Ahli: Alat Berat Bukan Obyek Pajak
Selasa, 18 Juli 2017
| 19:09 WIB
Mantan Hakim Konstitusi Laica Marzuki ahli yang dihadirkan pihak Pemohon saat menyampaikan keahliannya dalam sidang perkara pengujian UU Pajak Daerah dan Retribusi Daerah (UU PDRD), Selasa (18/7) di Ruang Sidang Pleno Gedung MK. Foto Humas/Ganie.
Mahkamah Konstitusi (MK) menggelar sidang lanjutan uji materiil Undang-Undang Nomor 28 Tahun 2009 tentang Pajak Daerah dan Retribusi Daerah (UU PDRD), Selasa (18/7). Agenda sidang perkara Nomor 15/PUU-XV/2017 adalah mendengar keterangan ahli dan saksi yang dihadirkan Pemohon, serta DPR.

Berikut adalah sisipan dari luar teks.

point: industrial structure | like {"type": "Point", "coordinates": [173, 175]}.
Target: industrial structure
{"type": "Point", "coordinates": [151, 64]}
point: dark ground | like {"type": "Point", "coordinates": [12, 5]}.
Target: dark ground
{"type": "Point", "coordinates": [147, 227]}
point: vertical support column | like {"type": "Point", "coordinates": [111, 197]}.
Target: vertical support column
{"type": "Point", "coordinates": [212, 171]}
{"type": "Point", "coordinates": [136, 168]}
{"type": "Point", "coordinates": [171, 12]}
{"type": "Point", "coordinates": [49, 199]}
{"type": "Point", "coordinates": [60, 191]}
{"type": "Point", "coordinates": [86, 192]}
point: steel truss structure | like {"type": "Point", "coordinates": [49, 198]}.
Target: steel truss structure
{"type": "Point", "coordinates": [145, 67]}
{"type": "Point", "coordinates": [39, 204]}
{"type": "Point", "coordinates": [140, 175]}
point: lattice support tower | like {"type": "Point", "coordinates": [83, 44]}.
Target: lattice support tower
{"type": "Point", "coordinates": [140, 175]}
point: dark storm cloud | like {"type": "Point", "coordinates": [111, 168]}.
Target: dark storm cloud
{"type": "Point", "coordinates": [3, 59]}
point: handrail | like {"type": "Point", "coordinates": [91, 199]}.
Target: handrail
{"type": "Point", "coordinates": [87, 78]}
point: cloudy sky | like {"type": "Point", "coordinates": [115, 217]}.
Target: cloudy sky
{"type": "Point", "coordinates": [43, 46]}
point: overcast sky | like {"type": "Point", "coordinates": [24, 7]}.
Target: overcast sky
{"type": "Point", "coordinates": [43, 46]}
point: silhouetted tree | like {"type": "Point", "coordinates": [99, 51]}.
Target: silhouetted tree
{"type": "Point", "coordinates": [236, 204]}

Mantan Hakim Konstitusi Laica Marzuki menegaskan alat berat bukanlah obyek pajak, sehingga pemiliknya tidak dapat dikenakan pajak. “Ini obyek pajaknya tidak ada. Jika tidak ada obyek pajak tetapi masyarakat tetap ditarik pajak, artinya itu perampokan,” tegasnya dalam sidang yang dipimpin Wakil Ketua MK Anwar Usman tersebut.
Guru Besar Ilmu Hukum Universitas Hasanuddin Makassar tersebut merujuk pada Putusan MK Nomor 3/PUU-XIII/2015. Dalam putusannya, MK menyatakan alat berat adalah sarana produksi dan bukan moda transportasi. Dengan kata lain, alat berat tidak dapat dikategorikan sejenis dengan motor maupun mobil sehingga alat berat seharusnya tidak dikenakan pajak. “Putusan MK terdahulu memiliki kekuatan hukum mengikat sehingga wajib dipatuhi,” tegasnya.
Sementara, saksi Pemohon Tjahyono Imawan menyebut dirinya selalu membayar pajak untuk alat berat miliknya. Meski demikian, dirinya tidak memiliki surat legalitas seperti STNK maupun BPKB untuk alat berat. “Setelah membayar pajak sebatas diberikan bukti pembayaran saja. Kalau dikenakan pajak, harusnya alat berat memiliki STNK dan BPKB juga idealnya,” ujarnya.
Tidak Miliki Legal Standing
Adapun DPR, diwakili Anggota Komisi III DPR Teuku Taufiqulhadi menilai Pemohon tidak mengalami kerugian konstitusional. Menurutnya, permohonan Pemohon adalah terkait dengan penerapan norma. “Pemohon tidak memiliki legal standing. Kami meminta MK memutus permohonan tidak dapat diterima,” jelasnya.
Sebelumnya Tiga perusahaan kontraktor, yakni PT Tunas Jaya Pratama, PT Multi Prima Universal, dan PT Marga Maju Japan menguji ketentuan Pasal 1 angka 13, Pasal 5 ayat (2), Pasal 6 ayat (4) dan Pasal 12 ayat (2) UU PDRD. Diwakili Ali Nurdin, Pemohon menyampaikan Putusan MK Nomor 3/PUU-XIII/2015 pada April 2016 lalu yang menyatakan alat berat bukan moda transportasi sehingga syarat kendaraan bermotor dalam UU LLAJ tidak boleh diterapkan kepada alat berat. Namun, alat berat masih dikenakan pajak dan bea balik nama kendaraan bermotor sebagaimana diatur UU PDRD.
Menurut Pemohon, pajak yang disamakan dengan kendaraan bermotor tersebut berakibat pada dikenakannya denda, kurungan atau pidana, bahkan penagihan pajak dengan paksa pada pemilik alat berat. Dengan demikian, terdapat adanya pelanggaran atas hak konstitusional dan perlakuan yang diskriminatif.
Pemohon menekankan, pada hakikatnya tidak keberatan dengan adanya pajak atau retribusi, namun bukan berdasar ketentuan yang berlaku bagi kendaraan bermotor. Hal tersebut lantaran dasar hukum atas pengertian alat berat yang bukan moda transportasi sebagaimana Putusan MK.